Rocambole fit un pas en arrière.

– Oh ! si cela était !… fit-il.

– Eh bien !

– L’heure du châtiment de cet homme serait proche.

– Je ne comprends pas, dit Vanda. En quoi cet amour serait-il un châtiment ?

– Femme, dit Rocambole, tu as bien souffert, cependant, et tu devrais deviner que si l’amour s’empare du cœur de ce misérable, il y fera de tels ravages que nous n’aurons pas besoin de le frapper nous-mêmes.

– Vous avez peut-être raison, dit Vanda pensive.

– Mais quoi donc te fait croire ce que tu viens de me dire ? reprit Rocambole.

– Une conversation que j’ai surprise.

– Entre qui ?

– Entre Morlux et cet Hermann, qui est son âme damnée.

– Quand ?

– Hier soir, auprès du poêle – il était tard. Nicolas Arsoff ronflait ivre mort, appuyé sur la table, ses bras lui servant d’oreiller. Je m’étais retirée avec vous, et j’étais montée dans la chambre de Madeleine. La jeune fille dormait. Je descendis pour lui préparer la potion que, deux nuits de suite, je lui ai déjà fait prendre, après son premier sommeil.

« Un bruit de voix m’attira vers la grande salle du rez-de-chaussée où nous avions soupe. Le poêle était rouge, mais la salle était plongée dans une demi-obscurité. Hermann et M. de Morlux causaient. Mes pas étaient si légers qu’ils ne m’entendirent pas entrer et je me tins à une certaine distance sans éveiller leur attention.

« – Monsieur, disait Hermann, il faut pourtant vous décider à prendre un parti.

« M. de Morlux, dont le visage était éclairé par les reflets du poêle, leva sur son valet de chambre un regard presque hébété.

« – Ah ! dit-il, c’est juste.

« – Je vous ai donné un mauvais conseil, monsieur, je le vois, reprit Hermann.

« – Que veux-tu dire ?

« – Vous trouviez Madeleine belle…

« – Oh ! bien belle !… fit le vicomte avec extase.

« – Et je vous ai dit : Au lieu de la tuer, mieux vaut l’épouser.
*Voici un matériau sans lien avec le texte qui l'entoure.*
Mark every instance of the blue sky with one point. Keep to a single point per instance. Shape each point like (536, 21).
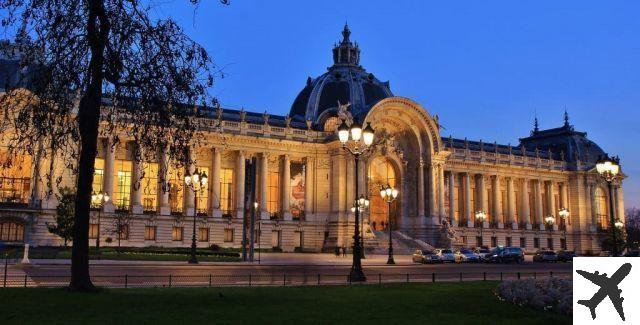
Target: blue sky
(485, 67)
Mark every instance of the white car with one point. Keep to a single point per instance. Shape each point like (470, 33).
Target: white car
(446, 255)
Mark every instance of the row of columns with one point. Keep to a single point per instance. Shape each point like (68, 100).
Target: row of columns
(214, 187)
(495, 212)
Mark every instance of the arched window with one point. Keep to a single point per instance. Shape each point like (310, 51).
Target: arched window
(601, 208)
(381, 173)
(11, 231)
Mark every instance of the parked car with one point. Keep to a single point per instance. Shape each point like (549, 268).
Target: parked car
(505, 255)
(446, 255)
(545, 256)
(420, 256)
(482, 253)
(566, 256)
(632, 254)
(466, 255)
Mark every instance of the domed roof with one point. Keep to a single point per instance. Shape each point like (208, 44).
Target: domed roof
(573, 145)
(346, 82)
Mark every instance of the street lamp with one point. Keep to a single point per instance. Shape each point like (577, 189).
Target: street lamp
(197, 182)
(389, 194)
(564, 215)
(481, 216)
(609, 168)
(99, 199)
(357, 142)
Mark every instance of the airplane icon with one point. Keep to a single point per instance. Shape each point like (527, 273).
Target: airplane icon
(608, 287)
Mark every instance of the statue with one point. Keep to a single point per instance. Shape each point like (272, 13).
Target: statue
(344, 114)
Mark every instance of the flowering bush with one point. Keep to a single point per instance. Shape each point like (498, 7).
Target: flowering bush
(555, 295)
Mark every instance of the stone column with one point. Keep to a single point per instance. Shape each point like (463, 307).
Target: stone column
(214, 184)
(537, 192)
(240, 184)
(468, 209)
(620, 203)
(441, 196)
(452, 199)
(308, 188)
(433, 190)
(421, 197)
(481, 198)
(136, 184)
(511, 203)
(286, 188)
(109, 170)
(189, 193)
(163, 183)
(264, 179)
(525, 212)
(497, 198)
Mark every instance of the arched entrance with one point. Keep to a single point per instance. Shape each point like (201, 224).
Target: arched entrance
(381, 172)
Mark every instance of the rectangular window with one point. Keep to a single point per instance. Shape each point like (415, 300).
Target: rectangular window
(122, 191)
(176, 190)
(176, 234)
(203, 234)
(203, 195)
(98, 175)
(11, 231)
(228, 235)
(226, 191)
(276, 239)
(15, 180)
(149, 186)
(94, 229)
(150, 232)
(273, 192)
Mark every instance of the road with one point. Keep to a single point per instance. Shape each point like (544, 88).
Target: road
(278, 269)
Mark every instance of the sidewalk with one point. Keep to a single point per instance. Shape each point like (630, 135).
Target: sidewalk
(267, 259)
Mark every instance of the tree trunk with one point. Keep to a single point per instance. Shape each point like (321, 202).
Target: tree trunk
(88, 123)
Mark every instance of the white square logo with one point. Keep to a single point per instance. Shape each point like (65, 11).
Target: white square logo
(606, 290)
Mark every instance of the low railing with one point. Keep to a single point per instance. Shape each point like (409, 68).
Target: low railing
(281, 279)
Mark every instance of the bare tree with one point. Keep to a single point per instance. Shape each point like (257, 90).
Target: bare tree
(101, 66)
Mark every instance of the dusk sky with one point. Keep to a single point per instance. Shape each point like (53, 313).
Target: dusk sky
(484, 67)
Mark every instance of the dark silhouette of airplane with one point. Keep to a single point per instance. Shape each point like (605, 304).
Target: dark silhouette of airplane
(608, 287)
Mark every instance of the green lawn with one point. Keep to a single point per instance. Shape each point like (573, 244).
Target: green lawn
(456, 303)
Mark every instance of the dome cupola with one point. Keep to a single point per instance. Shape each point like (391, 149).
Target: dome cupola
(344, 83)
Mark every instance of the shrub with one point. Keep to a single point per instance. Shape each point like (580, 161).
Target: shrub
(555, 295)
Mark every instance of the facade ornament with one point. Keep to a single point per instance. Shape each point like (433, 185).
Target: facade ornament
(344, 114)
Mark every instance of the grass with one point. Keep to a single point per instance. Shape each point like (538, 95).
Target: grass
(454, 303)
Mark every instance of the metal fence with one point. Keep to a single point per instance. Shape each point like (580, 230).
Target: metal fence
(284, 279)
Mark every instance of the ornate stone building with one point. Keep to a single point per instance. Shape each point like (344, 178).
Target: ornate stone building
(304, 182)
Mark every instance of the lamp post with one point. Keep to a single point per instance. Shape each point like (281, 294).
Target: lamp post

De cette façon vous ne rendrez pas la fortune.

« – Oui, dit-il, c’est juste ce que tu dis là, mais…

« Et il soupira profondément et retomba dans une sorte de rêverie que Hermann respecta un moment. Je m’étais blottie dans l’angle le plus obscur de la salle et je suspendais mon haleine. Tout à coup le vicomte quitta son siège et se mit à se promener à grands pas autour du poêle.

« – Oui, oui, dit-il avec ironie, ce serait charmant en vérité… une femme jeune et belle… on en parlerait quelque peu à Paris… et on envierait mon bonheur ; mais ce bonheur ne durerait pas… Est-ce qu’une femme de vingt ans peut aimer un homme de cinquante… surtout quand il a de la neige sur la tête ?… Allons donc.
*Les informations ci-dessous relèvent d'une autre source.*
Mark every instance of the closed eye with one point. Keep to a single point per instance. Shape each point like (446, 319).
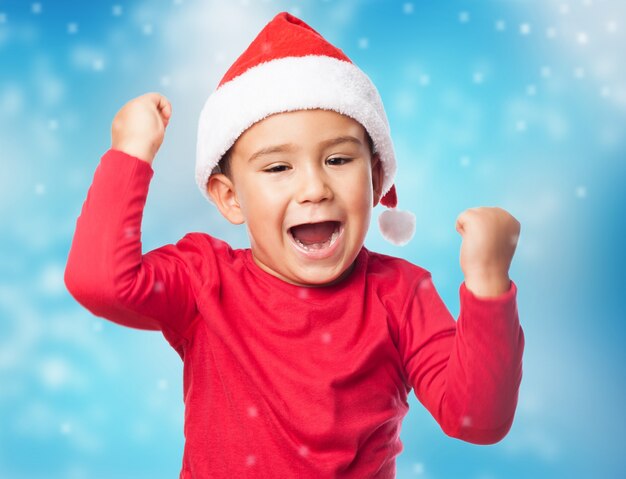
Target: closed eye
(337, 160)
(276, 169)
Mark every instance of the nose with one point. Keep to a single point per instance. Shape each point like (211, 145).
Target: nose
(313, 185)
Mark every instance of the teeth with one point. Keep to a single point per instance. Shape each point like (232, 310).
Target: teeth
(326, 244)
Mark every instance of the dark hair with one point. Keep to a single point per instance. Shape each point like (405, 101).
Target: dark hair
(225, 168)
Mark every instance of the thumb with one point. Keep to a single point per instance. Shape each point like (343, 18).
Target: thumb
(163, 106)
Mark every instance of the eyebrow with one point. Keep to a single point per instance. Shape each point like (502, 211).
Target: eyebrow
(291, 147)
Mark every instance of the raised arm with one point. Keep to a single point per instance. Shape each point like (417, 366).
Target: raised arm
(466, 373)
(106, 271)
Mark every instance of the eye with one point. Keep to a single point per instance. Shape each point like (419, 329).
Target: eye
(276, 169)
(338, 160)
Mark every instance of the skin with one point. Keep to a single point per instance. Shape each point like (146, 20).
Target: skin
(310, 184)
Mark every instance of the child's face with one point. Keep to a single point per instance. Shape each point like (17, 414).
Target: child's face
(313, 180)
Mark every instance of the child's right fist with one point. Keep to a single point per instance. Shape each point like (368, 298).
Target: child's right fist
(139, 127)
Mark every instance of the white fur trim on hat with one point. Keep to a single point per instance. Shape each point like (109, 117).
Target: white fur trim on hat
(288, 84)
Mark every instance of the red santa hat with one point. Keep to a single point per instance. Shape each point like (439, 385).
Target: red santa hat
(289, 66)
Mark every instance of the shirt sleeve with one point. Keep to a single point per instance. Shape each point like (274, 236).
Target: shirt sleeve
(467, 373)
(106, 271)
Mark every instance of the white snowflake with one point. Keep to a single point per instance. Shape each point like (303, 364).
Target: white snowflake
(65, 428)
(546, 72)
(611, 26)
(98, 64)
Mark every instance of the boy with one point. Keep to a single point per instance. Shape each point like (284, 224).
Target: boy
(300, 351)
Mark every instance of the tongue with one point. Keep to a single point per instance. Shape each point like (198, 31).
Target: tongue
(314, 233)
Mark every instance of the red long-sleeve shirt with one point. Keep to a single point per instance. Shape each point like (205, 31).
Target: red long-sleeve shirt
(287, 381)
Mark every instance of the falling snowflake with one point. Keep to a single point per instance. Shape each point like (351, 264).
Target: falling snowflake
(158, 286)
(477, 78)
(65, 428)
(611, 26)
(418, 468)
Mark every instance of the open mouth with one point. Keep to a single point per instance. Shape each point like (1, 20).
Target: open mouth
(316, 236)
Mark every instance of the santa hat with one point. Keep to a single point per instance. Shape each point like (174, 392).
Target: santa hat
(289, 66)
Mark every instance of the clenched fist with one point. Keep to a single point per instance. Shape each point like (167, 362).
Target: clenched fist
(490, 237)
(139, 127)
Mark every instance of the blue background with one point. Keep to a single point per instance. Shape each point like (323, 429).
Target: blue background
(514, 104)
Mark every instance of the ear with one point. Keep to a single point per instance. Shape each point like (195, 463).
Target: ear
(222, 191)
(377, 178)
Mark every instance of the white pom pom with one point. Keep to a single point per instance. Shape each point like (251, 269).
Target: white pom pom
(397, 226)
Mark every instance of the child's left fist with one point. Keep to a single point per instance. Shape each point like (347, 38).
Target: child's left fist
(489, 240)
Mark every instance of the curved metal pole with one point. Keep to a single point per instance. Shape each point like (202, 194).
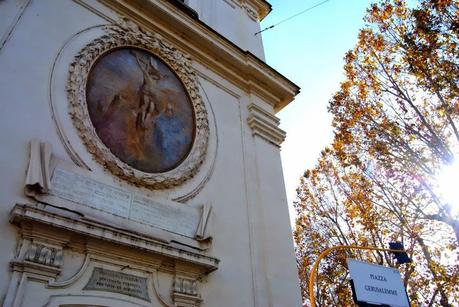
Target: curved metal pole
(313, 272)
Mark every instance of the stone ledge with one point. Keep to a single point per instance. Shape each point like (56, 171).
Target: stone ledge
(31, 214)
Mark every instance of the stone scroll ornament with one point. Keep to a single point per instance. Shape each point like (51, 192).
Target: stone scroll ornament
(135, 102)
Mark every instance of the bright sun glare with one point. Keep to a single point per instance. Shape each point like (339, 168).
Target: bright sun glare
(448, 184)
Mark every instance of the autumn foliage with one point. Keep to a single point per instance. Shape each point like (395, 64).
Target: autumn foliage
(395, 119)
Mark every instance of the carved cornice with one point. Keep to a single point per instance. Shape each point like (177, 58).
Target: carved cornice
(128, 35)
(42, 254)
(265, 125)
(89, 229)
(185, 292)
(210, 48)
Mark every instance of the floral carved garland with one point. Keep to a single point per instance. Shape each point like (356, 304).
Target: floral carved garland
(130, 35)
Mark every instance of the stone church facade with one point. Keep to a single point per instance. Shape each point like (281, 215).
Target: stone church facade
(140, 156)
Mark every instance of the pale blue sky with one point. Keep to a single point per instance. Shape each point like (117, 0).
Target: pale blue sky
(309, 50)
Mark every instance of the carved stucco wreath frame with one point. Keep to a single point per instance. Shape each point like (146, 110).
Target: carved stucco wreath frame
(128, 34)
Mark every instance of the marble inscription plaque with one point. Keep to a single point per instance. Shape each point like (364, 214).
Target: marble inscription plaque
(81, 189)
(112, 281)
(171, 217)
(167, 215)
« – Vous seriez donc jaloux ? fit Hermann.

« – Comme un tigre. Et puis…

« Il s’arrêta indécis.

« – « Et puis ? fit encore le valet.

« – Est-ce qu’elle n’aime pas ce Russe, cet Yvan dont elle prononce le nom dans ses rêves délirants ?

« – Bah ! un homme en fait oublier un autre.
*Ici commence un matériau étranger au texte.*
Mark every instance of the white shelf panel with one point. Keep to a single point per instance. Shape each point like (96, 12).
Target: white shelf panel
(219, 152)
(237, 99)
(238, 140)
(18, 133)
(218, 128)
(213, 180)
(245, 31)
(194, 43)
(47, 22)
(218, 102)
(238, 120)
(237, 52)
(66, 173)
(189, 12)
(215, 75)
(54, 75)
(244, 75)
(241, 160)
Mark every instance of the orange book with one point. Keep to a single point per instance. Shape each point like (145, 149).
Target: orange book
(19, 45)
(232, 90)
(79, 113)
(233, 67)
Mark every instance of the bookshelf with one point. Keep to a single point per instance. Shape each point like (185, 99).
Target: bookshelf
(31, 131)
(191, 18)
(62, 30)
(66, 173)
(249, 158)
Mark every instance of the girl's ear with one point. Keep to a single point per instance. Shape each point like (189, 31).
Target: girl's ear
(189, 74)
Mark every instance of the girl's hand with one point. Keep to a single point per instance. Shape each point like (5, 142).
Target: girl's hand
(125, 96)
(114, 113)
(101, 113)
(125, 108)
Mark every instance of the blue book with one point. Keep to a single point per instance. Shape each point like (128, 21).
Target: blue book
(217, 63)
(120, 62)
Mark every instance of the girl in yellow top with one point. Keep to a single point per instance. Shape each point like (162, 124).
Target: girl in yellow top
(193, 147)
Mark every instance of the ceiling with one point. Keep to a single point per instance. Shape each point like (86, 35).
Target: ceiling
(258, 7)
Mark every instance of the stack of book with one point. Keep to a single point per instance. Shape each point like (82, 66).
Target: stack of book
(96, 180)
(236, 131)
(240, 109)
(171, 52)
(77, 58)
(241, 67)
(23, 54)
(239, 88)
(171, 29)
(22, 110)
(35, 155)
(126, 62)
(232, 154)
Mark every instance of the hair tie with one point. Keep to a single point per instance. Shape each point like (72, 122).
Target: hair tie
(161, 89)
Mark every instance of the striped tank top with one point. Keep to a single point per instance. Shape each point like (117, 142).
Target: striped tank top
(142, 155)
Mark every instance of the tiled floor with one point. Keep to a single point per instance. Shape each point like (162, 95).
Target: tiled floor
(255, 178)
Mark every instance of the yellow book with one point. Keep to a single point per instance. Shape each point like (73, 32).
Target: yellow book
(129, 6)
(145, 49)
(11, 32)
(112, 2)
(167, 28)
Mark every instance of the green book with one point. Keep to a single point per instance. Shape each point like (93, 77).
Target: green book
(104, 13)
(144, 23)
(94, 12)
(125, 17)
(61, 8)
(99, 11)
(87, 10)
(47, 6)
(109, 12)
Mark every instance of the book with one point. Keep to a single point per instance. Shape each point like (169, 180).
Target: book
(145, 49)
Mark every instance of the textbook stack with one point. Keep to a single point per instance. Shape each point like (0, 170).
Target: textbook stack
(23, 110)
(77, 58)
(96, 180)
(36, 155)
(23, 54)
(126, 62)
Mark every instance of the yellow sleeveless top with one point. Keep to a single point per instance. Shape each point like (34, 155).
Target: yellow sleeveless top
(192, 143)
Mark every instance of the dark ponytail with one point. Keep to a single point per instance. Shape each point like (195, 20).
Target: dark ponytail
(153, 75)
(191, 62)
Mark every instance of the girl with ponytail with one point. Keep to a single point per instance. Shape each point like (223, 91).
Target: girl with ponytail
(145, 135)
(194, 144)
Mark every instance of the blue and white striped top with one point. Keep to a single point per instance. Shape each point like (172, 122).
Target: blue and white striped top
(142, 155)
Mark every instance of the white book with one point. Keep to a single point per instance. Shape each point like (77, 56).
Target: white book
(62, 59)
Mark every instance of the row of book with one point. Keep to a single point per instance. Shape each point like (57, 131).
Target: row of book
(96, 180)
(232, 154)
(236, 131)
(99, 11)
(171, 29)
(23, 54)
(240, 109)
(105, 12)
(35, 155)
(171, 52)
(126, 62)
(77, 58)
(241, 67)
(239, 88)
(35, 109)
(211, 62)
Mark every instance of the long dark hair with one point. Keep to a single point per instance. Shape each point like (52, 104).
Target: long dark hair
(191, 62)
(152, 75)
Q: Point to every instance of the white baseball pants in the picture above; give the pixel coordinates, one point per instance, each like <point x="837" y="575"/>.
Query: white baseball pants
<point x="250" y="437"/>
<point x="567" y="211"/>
« – Non, non, dit M. de Morlux, ce serait folie… Et puis, qui sait ? un jour ou l’autre, elle apprendrait que sa sœur Antoinette…

« Il eut un éclat de rire sardonique et ajouta :

« – Non, dit-il, ce n’est pas pour cela que je suis venu en Russie.

« – Alors, monsieur, reprit Hermann, il faut vous décider, Nicolas fera ce que nous voudrons…

« Mais, en ce moment, M. de Morlux se laissa retomber sur son siège avec accablement :

« – Je ne me reconnais plus, balbutia-t-il. Le cœur me manque comme à une femme.

– Est-ce là tout ce que tu as entendu ? demanda Rocambole.

– Oui, je suis sortie doucement et je suis remontée auprès de Madeleine.

Rocambole était devenu pensif et murmurait :

– Non, ce n’est pas ici que je veux châtier cet homme. C’est à Paris. Ici, il faut nous borner à protéger Madeleine.

Et Rocambole s’éloigna, enjoignant à Vanda de retourner sur-le-champ auprès de la jeune fille.